When Zack wasn’t on the road for work, he lived at the rental near Reelfoot that he and his buddies shared each duck season. Sometimes he’d swing by his parents’ house for a day or two to visit, and to coax his mom to help him with his laundry. Zack would also make time to see his 8-year-old niece, Elly, and the two would joke and wrestle. Elly was there when Zack graduated high school, and when he brought his puppy, Avery, home.
“Zack and Elly had a bond,” says Tina. “He thought she was it, and she thought he was it.”
Close to Home
When news broke of Zack’s death, donations and messages poured in from all over the country. They were from close friends and family, and from complete strangers. Many were from the watermelon farmers Zack had worked with on the road.
“They were such nice letters, about how polite Zack was, and how good and hard of a worker he was,” says Tina. “It’s just overwhelming, the love and support that we’ve got. And it’s still going.”
The funeral for Zackery Paul Grooms was held on Feb. 1, 2021, the day after Chance Black’s funeral. Zack’s old archery coach performed the graveside service. While it’s never easy to preach at a funeral, it was especially tough for Louden to get through Zack’s.
“He was a young man, and he was just getting started in life,” says Louden, who spoke that day about Zack’s salvation, and his enthusiasm for the pastimes and people he cared about. “He loved the outdoors. He loved to live life. He loved to duck hunt. And he was my buddy.”
The small cemetery just outside of Greenfield was packed with all the mourners it could hold. To help mark the grave, Tina’s sister gave her a little fruit jar with a solar light inside and a scene of Zack hunting on the outside.
“We didn’t know these country boys knew all these people,” says Tina. “Because, I mean, we are country people.

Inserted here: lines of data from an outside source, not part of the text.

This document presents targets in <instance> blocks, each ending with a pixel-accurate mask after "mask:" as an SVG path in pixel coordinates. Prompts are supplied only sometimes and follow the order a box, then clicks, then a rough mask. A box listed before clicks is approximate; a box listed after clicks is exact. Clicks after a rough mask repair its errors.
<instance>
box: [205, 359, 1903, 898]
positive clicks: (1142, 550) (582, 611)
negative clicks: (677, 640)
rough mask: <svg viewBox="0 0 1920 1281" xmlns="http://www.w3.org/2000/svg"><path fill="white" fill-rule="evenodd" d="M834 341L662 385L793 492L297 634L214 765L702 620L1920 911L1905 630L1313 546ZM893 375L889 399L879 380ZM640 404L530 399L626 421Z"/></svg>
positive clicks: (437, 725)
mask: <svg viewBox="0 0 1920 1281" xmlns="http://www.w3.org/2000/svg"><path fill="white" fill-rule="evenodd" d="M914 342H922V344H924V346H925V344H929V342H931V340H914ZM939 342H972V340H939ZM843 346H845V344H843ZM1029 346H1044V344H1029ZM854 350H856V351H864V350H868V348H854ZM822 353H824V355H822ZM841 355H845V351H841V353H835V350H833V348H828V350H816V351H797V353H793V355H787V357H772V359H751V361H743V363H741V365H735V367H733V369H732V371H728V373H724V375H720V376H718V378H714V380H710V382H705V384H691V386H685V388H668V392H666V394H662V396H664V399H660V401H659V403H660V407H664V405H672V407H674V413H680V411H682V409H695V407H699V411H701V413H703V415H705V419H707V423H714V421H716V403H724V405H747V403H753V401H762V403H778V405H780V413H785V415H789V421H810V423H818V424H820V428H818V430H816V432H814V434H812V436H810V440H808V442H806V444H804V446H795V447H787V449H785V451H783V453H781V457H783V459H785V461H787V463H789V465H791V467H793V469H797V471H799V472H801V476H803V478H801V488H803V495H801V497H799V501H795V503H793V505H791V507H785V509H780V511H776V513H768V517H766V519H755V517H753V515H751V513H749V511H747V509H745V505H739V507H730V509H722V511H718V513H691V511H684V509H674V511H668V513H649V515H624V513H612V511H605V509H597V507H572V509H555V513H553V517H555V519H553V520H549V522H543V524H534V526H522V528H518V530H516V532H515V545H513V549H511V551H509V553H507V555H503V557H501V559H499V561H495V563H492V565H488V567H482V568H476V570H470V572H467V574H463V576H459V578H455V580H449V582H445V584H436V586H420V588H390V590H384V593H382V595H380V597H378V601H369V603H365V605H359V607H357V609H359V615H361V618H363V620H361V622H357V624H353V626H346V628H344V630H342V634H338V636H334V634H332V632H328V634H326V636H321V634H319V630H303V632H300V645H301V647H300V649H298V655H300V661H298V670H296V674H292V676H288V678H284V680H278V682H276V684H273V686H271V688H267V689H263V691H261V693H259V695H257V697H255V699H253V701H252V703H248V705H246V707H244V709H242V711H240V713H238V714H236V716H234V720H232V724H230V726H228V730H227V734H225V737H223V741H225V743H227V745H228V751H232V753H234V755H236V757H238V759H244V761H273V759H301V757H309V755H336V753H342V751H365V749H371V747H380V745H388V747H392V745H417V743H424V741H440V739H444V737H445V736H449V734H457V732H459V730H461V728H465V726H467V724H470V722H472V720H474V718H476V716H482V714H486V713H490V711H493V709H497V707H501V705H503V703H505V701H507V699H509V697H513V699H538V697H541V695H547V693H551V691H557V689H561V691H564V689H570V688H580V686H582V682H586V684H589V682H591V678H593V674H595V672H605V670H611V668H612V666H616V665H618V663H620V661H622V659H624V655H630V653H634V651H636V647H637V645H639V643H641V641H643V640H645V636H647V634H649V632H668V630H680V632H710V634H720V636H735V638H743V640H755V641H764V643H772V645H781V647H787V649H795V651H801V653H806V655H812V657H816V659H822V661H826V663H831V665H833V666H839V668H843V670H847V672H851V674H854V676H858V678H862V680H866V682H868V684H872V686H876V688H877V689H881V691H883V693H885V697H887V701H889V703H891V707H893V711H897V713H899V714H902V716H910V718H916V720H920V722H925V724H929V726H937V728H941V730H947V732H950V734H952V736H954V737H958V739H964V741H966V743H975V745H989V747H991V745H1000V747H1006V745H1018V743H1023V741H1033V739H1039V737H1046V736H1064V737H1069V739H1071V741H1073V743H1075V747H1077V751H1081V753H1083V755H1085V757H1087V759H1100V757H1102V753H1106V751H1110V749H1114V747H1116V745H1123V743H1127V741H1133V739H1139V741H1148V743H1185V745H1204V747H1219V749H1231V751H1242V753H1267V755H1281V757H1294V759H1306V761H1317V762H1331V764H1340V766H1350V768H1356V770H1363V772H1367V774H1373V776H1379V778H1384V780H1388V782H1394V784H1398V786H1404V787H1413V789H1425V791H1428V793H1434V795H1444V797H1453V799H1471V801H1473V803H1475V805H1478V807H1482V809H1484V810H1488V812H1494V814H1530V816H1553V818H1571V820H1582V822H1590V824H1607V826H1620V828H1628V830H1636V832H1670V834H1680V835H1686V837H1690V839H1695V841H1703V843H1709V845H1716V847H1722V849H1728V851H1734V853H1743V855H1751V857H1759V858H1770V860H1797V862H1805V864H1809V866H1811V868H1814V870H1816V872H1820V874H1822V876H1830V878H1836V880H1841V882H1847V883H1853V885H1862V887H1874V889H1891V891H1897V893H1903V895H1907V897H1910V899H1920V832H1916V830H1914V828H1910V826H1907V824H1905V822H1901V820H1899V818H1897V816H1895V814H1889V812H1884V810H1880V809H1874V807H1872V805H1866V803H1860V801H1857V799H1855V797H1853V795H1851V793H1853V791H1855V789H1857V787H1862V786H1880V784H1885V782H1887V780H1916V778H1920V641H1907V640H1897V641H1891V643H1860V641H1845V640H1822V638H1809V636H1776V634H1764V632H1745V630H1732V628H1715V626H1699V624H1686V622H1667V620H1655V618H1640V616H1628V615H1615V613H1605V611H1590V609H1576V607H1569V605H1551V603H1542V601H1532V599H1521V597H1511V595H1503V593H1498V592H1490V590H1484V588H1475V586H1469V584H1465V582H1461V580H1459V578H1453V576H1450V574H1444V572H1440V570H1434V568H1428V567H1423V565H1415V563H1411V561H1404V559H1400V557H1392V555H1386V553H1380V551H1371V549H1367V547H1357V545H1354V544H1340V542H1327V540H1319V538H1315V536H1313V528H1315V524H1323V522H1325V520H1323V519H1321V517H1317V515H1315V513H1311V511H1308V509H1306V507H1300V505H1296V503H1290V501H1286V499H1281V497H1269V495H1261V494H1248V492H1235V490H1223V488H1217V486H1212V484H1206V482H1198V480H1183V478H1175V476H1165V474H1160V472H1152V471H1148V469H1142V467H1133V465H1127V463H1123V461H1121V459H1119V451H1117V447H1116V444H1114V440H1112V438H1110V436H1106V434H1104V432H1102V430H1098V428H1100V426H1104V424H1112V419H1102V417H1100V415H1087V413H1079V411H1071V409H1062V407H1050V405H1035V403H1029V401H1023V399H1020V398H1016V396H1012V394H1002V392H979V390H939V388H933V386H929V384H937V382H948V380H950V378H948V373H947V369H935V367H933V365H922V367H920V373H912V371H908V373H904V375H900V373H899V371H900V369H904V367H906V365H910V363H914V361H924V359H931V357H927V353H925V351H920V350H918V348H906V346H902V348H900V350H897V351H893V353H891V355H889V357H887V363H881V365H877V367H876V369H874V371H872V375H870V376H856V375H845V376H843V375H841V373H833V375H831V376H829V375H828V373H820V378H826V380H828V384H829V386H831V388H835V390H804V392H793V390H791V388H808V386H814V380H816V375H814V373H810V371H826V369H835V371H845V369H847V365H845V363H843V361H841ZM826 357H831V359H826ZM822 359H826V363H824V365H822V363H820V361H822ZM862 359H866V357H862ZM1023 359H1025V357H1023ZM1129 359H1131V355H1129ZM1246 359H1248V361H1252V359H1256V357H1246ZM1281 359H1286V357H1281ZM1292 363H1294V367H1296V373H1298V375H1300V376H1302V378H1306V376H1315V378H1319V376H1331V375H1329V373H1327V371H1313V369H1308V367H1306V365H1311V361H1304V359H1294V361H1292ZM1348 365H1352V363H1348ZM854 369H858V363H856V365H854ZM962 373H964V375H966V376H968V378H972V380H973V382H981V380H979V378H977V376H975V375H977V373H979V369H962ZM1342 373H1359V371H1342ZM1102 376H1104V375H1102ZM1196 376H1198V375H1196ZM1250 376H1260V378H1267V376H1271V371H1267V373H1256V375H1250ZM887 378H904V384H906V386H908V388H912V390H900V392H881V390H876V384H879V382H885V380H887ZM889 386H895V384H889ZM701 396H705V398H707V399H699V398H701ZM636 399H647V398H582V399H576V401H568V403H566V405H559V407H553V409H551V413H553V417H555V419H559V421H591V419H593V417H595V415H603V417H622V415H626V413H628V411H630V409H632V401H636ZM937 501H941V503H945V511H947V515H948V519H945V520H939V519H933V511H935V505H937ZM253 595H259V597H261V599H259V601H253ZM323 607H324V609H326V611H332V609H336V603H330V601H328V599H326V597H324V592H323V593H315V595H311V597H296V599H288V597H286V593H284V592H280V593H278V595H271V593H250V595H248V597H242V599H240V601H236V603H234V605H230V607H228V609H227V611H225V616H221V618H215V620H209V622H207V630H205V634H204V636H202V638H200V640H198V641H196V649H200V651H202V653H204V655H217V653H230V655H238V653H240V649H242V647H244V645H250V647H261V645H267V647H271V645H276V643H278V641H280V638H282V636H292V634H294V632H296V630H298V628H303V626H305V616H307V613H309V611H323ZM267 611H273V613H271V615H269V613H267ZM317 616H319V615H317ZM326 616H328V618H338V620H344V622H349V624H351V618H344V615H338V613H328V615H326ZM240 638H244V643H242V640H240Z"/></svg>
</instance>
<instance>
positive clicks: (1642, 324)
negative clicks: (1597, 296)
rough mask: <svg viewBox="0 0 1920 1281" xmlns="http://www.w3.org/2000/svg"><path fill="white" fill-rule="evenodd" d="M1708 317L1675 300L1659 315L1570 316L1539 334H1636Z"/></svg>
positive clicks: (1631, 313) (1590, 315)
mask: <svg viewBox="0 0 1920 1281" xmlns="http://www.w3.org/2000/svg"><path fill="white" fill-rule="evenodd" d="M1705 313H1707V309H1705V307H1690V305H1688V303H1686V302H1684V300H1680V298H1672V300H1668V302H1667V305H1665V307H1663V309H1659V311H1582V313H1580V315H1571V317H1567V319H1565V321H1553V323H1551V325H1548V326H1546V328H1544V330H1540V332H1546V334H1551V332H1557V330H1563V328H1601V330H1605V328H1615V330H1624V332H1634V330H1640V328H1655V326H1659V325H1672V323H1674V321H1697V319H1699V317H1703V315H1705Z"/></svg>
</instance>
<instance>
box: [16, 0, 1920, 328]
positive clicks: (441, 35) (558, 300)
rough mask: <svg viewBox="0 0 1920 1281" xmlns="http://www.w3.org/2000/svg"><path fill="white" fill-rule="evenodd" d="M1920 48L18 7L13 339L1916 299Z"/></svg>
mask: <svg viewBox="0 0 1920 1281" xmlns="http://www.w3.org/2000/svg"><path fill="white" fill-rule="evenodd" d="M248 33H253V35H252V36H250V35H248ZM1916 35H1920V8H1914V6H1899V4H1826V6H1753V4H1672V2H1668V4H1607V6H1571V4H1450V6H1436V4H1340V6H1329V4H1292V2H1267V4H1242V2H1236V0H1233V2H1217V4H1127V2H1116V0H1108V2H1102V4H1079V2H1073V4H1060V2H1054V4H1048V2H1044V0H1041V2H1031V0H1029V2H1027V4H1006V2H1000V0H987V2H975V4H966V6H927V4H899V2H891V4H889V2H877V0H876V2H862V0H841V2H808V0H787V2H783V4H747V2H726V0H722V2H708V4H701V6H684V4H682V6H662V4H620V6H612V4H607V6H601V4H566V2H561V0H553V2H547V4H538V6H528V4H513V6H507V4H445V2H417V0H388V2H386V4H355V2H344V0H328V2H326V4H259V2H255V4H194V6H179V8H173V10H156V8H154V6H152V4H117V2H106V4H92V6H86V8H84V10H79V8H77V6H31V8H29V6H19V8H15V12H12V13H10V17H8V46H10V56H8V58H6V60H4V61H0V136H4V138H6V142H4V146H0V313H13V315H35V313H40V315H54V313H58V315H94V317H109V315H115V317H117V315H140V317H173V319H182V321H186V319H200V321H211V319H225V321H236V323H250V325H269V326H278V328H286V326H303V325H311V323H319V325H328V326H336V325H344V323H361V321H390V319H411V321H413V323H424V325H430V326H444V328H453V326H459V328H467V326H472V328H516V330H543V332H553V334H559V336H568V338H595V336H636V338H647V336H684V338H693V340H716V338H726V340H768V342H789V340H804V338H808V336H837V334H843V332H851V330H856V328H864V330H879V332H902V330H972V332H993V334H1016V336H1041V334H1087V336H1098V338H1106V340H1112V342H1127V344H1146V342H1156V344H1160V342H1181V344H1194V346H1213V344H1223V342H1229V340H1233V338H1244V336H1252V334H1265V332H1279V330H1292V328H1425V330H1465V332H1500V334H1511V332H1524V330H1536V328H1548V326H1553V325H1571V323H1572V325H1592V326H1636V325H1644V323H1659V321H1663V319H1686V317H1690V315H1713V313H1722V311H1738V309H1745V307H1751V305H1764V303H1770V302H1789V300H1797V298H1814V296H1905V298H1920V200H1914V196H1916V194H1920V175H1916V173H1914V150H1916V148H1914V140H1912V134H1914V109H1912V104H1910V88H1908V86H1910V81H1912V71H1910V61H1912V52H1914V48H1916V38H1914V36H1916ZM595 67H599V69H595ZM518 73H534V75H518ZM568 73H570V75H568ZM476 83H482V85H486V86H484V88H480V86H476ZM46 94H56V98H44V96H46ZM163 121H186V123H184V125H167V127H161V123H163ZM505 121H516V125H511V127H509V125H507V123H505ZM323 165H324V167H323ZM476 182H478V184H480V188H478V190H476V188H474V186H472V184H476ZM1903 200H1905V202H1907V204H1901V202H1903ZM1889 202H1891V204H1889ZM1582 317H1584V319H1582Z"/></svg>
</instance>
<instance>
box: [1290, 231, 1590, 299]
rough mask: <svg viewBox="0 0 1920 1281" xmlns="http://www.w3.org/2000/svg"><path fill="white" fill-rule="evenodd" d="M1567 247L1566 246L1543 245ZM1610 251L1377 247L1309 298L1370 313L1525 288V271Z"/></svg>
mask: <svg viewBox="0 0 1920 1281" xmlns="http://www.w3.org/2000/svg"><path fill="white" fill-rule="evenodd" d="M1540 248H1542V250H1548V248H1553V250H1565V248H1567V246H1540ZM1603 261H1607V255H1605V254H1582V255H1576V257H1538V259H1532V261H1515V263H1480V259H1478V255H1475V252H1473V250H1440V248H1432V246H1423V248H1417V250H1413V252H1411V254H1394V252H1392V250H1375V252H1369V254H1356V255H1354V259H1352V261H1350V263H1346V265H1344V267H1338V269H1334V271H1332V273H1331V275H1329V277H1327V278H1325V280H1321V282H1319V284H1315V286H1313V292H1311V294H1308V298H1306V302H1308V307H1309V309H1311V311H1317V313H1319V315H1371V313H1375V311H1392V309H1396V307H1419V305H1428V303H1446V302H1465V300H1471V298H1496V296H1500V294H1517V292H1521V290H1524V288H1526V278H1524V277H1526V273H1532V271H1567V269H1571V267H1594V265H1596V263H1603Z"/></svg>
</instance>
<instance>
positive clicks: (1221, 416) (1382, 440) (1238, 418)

We didn’t know that Chance and Zack touched all these people, but we’re so thankful that they did.”
“They were both the best friends I could ask for,” says Wright. “Not another like either of them.”
Zack’s parents purchased four plots in the Hornbeak Cemetery outside of Greenfield. The cemetery is just one house away from their own, beside that same highway Zack bolted across all those years ago. The Grooms family thought it would be a comfort to have their son so close, but some days it’s difficult even to drive past.
Avery is nearby too, living with Zack’s parents. Sometimes the pup refuses to leave his doghouse. Other times he’ll stick to their sides like a burr, in need of reassurance.
Elly’s visits to her grandparents are quieter than they used to be. She won’t walk down the hallway that leads to the bedrooms, though Tina always makes sure to shut the door to Uncle Zack’s room. Tina can’t bring herself to change anything in Zack’s room just yet. Apart from the shoulder mount strewn with duck calls and baseball caps, it’s still tidy as could be, just the way he left it.
But even on the toughest days, when the sky starts to dim and Tina Grooms passes the cemetery on her way home, she can see the little light that hangs beside her son’s grave, shining into the night.
Editor’s Note: Zack Grooms’ name is misspelled as “Zackary” in most media reports and many official documents related to the Reelfoot investigation. The correct spelling is Zackery Grooms.